Rise of the Jumbies
The second installment of the action-packed, fantasy-adventure series, The Jumbies.
Deep beneath the waves, a great enemy awakens . . .
Corinne LaMer defeated the wicked jumbie Severine months ago, but things haven’t exactly gone back to normal in her Caribbean island home. Everyone knows Corinne is half-jumbie, and many of her neighbors treat her with mistrust. When local children begin to go missing, snatched from the beach and vanishing into wells, suspicious eyes turn to Corinne.

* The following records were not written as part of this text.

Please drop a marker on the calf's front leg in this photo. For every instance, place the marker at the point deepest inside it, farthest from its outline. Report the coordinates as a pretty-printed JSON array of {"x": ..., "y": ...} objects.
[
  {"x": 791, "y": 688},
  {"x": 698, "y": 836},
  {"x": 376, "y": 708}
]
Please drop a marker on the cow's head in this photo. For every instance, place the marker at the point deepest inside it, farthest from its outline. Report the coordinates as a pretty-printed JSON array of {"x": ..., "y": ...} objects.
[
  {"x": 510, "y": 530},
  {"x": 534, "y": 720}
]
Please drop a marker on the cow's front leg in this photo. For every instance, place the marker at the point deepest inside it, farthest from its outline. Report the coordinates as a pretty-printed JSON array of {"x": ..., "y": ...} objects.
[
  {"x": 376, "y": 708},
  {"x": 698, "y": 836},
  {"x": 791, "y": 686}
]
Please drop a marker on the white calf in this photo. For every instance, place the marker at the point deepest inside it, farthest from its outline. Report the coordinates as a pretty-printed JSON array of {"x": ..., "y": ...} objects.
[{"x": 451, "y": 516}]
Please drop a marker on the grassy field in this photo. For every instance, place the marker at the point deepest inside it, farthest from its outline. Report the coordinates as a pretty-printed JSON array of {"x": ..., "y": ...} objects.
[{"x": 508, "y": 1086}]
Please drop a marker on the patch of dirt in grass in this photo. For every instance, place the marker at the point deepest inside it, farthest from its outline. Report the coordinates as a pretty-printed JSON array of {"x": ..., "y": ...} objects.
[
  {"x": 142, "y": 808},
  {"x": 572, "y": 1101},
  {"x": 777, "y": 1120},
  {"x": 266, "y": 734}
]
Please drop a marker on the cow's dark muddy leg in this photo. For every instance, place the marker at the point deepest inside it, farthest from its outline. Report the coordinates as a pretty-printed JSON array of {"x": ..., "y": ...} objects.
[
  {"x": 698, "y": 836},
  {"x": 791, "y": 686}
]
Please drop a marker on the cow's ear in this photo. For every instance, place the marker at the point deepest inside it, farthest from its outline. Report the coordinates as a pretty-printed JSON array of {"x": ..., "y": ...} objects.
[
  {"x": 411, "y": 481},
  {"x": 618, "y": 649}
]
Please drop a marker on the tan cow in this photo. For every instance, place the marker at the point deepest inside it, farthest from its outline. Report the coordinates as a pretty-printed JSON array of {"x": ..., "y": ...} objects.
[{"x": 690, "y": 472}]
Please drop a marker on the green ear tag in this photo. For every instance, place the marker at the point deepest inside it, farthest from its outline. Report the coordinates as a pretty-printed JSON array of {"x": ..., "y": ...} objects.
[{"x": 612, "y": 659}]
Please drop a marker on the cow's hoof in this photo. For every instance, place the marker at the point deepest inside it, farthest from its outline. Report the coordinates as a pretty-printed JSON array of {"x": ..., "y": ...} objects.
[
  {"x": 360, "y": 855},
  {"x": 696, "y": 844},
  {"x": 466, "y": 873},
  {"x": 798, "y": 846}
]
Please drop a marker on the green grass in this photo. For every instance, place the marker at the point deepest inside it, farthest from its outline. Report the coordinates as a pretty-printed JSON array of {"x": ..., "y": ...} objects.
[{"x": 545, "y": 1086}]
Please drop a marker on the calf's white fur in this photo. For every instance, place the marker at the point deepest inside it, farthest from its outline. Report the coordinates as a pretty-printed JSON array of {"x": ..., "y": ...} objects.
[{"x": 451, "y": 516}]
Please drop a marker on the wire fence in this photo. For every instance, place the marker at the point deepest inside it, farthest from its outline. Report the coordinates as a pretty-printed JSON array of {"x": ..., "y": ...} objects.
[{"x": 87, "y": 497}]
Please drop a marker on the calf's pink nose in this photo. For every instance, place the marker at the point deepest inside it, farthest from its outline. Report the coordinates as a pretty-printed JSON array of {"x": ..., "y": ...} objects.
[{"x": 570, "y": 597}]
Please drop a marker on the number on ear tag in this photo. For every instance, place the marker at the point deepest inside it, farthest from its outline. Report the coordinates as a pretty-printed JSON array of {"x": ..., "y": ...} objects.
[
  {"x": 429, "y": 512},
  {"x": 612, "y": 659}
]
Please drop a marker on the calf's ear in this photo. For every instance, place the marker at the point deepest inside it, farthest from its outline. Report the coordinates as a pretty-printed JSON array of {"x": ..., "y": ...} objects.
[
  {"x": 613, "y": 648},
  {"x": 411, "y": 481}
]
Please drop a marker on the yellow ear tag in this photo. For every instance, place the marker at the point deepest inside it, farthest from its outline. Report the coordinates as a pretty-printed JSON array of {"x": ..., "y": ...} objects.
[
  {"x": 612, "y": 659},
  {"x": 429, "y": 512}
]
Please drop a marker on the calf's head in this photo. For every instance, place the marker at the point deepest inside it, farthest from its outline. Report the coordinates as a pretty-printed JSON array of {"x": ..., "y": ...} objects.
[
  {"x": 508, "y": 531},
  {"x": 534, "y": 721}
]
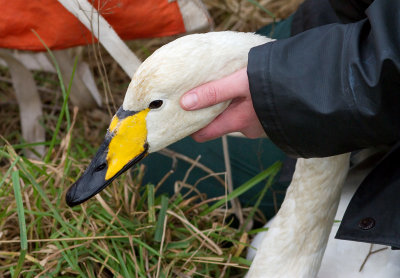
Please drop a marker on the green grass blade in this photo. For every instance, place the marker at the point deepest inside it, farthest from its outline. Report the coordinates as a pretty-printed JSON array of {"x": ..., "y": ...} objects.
[
  {"x": 21, "y": 221},
  {"x": 272, "y": 170},
  {"x": 161, "y": 218},
  {"x": 8, "y": 171},
  {"x": 150, "y": 203}
]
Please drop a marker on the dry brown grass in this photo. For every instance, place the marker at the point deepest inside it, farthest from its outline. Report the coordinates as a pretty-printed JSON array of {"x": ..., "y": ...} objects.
[{"x": 97, "y": 238}]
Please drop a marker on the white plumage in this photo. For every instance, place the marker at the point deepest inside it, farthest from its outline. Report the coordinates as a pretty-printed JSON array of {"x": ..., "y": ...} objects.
[{"x": 296, "y": 241}]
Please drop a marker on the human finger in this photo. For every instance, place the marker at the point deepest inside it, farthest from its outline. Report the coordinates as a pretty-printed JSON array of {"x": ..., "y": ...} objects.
[{"x": 217, "y": 91}]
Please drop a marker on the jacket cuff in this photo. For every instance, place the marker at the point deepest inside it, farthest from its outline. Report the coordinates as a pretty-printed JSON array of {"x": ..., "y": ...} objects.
[{"x": 258, "y": 71}]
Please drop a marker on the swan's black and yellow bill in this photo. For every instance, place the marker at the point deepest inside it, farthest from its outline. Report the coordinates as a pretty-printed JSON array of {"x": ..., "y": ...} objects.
[{"x": 124, "y": 146}]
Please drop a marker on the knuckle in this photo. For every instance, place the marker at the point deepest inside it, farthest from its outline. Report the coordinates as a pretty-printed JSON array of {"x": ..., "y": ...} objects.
[{"x": 211, "y": 95}]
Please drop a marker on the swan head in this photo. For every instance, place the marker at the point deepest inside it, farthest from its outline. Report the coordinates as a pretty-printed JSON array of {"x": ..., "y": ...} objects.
[{"x": 150, "y": 117}]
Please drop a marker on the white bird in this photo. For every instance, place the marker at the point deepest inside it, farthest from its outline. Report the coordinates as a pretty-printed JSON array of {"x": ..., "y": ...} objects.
[
  {"x": 151, "y": 118},
  {"x": 348, "y": 259}
]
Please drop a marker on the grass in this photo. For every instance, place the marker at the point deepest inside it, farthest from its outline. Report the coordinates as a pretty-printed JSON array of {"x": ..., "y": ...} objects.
[
  {"x": 141, "y": 234},
  {"x": 129, "y": 230}
]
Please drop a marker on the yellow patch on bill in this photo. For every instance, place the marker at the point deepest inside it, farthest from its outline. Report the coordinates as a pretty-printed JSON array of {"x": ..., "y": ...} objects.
[
  {"x": 113, "y": 123},
  {"x": 127, "y": 142}
]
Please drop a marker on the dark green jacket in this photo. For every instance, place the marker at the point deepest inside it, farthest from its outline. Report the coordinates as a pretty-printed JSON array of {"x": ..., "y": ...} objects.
[{"x": 333, "y": 89}]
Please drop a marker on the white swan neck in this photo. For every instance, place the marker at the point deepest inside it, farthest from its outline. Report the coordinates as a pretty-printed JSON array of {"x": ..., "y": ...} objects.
[{"x": 295, "y": 243}]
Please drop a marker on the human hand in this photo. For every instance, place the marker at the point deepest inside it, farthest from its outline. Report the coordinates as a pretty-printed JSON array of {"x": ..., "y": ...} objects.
[{"x": 238, "y": 116}]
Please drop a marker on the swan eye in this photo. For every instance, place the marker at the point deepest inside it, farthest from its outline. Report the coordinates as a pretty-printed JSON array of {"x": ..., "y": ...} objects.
[{"x": 155, "y": 104}]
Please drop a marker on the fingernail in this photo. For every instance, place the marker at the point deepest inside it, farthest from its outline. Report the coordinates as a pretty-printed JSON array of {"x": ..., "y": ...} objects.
[{"x": 190, "y": 100}]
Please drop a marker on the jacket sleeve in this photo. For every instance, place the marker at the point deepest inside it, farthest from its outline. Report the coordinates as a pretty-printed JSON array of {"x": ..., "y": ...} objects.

To rescue the missing children and clear her own name, Corinne goes deep into the ocean to find Mama D’Leau, the dangerous jumbie who rules the sea. But Mama D’Leau’s help comes with a price. Corinne and her friends Dru, Bouki, and Malik must travel with mermaids across the ocean to fetch a powerful object for Mama D’Leau. The only thing more perilous than Corinne’s adventures across the sea is the jumbie that waits for her back home.
With action-packed storytelling and inventive twists on Caribbean and West African mythology and fairy tales, Rise of the Jumbies is a breathlessly exciting tale of courage and friendship.
Tracey Baptiste lived in Trinidad until she was fifteen; she grew up on jumbie stories and fairy tales. She is a former teacher who works as a writer and editor.
A Kirkus Reviews Best Book of 2017
A School Library Journal Best Book of 2017
“Read this book for the flavorful Caribbean setting. Read it for the fantastic mythology. Read it to meet one very brave girl. Read it if you like the thrill of a good scare. Read it to discover more about a shameful past hidden in the depths of the sea. That's a tall order for one middle grade book, but Baptiste delivers on all counts.”
—Reading Style Guide
“With an action-packed story, diverse characters, Rise of the Jumbies is an inventive twist on Caribbean and West African tales. This is a great book for summer reading that your middle schoolers will enjoy.”
—Successful Black Parenting
“Young readers are probably familiar with Greek myths, thanks to Rick Riordan, and other enduring European classics, so this series with twists on Caribbean (particularly Haitian and Trinidadian) and West African tales is a welcome change.”
“This highly enjoyable story captures the culture and the atmosphere of the small island community with beautiful descriptions and natural, flowing dialogue . . . a welcome addition to the juvenile menagerie of mythological creatures.”